Feet apart just past shoulder width.
- Raise arms to side holding 90-degree shape side, palms face forward.
- Press palms down (tabletop) and lift back up. Repeat for 30 seconds.
Low 5th to High 5th With C Curve
- Feet together. Hands at sides.
- Bend the knees (plié), wrapping arms under your thighs.
- Sweep the arms back over head (5th position) as the legs extend.
- Repeat the flow for 30 seconds.
- Advance to toes (relevé) when ready.
- Heels together and toes apart (1st position), with bend in the knees (plié).
- Raise arms above head, rounded in 5th position.
- Keeping arms up, rotate the arms out and in (palms face out).
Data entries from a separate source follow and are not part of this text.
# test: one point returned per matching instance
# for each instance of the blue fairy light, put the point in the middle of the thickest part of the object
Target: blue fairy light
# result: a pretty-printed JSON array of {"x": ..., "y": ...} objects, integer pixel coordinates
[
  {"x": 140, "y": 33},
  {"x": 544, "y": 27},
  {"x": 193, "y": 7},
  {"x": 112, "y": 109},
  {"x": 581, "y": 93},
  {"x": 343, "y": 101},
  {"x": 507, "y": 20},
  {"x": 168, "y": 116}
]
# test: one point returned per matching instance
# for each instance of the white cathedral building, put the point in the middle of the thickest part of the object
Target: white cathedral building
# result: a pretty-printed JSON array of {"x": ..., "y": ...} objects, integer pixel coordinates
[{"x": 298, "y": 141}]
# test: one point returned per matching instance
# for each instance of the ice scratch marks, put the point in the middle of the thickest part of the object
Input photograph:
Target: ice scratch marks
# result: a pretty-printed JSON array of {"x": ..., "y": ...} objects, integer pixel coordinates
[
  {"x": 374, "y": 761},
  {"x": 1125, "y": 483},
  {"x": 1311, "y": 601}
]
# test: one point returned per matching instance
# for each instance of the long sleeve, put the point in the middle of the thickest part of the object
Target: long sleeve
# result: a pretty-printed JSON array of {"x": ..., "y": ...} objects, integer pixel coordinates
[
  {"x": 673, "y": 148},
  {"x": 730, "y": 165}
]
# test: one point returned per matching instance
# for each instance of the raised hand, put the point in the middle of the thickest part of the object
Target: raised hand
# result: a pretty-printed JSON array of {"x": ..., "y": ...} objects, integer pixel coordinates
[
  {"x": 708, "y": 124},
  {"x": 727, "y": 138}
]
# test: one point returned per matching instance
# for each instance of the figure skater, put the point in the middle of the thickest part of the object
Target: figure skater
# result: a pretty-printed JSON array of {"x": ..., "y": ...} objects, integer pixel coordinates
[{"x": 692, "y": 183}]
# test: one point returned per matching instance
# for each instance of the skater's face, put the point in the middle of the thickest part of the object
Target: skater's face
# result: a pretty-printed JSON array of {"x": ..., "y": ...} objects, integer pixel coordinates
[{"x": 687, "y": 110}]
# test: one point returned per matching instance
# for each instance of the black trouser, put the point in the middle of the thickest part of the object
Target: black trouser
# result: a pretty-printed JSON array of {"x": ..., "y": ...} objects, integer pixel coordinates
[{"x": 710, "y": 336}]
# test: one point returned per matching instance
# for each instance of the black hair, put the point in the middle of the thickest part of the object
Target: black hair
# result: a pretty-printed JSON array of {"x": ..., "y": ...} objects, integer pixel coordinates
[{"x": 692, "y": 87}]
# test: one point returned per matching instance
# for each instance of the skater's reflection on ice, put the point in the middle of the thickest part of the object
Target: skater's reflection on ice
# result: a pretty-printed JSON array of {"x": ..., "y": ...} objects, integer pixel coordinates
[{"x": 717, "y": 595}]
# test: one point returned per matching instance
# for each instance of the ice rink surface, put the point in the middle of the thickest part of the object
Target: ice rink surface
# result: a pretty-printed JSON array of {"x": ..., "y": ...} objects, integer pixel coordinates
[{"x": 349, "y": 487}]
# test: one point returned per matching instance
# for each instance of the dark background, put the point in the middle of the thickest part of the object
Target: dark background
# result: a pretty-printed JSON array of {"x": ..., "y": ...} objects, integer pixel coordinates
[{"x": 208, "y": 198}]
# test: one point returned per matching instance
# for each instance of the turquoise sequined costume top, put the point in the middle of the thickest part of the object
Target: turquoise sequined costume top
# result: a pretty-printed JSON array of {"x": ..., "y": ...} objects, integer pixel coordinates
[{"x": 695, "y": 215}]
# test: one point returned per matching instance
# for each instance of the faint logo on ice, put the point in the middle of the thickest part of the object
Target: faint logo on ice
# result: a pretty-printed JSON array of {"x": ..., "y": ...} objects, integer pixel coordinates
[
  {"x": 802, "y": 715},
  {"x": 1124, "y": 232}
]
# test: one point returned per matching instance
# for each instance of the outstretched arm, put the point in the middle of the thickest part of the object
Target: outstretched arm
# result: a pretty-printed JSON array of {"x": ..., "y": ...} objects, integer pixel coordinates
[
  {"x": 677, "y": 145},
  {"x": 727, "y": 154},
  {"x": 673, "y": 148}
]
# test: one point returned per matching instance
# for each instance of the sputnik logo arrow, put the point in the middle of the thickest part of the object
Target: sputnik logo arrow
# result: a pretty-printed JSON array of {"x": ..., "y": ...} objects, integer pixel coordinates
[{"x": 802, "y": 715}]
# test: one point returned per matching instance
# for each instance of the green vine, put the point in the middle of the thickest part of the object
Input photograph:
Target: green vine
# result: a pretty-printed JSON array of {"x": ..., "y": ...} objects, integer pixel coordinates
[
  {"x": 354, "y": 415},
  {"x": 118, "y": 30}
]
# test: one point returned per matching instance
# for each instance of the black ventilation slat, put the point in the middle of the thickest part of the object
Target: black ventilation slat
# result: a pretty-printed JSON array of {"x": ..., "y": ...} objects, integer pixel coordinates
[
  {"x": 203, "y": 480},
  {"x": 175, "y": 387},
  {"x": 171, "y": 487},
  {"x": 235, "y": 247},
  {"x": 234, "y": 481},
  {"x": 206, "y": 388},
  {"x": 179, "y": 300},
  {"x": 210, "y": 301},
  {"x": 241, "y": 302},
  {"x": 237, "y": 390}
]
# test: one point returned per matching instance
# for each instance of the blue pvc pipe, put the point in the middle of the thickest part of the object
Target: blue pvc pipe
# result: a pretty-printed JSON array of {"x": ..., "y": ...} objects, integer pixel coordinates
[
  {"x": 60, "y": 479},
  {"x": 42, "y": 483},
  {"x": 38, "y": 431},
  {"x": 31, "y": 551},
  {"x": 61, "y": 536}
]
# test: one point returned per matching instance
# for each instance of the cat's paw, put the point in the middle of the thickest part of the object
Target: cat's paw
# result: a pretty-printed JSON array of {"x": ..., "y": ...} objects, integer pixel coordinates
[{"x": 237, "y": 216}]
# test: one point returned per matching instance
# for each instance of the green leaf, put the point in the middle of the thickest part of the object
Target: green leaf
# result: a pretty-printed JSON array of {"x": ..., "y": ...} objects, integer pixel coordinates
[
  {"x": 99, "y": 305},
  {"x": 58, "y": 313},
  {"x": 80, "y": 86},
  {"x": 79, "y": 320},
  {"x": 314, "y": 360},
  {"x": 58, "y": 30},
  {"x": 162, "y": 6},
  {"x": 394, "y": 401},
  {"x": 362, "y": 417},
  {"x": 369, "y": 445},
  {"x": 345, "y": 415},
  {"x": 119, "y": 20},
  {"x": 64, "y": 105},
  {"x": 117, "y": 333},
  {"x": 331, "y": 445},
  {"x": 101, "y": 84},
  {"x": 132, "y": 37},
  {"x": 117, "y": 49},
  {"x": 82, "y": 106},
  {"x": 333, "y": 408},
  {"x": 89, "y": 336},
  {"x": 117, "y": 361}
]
Return back to 5th.
- To flow, Add a bend and extend of the legs. Repeat for 30 seconds. To advance, add a relevé (as seen in video).
Standing Triceps Lift/Lower
- Step forward and bend your front leg into a high lunge position.
- Hinge over from the hips, place front arm on bent knee, and take the opposite arm and extend straight behind and slightly above the hips (palms facing in or ceiling).
- Begin to lift the whole arm up an inch and down an inch with control for 30 seconds.
- Switch legs and perform on the opposite arm.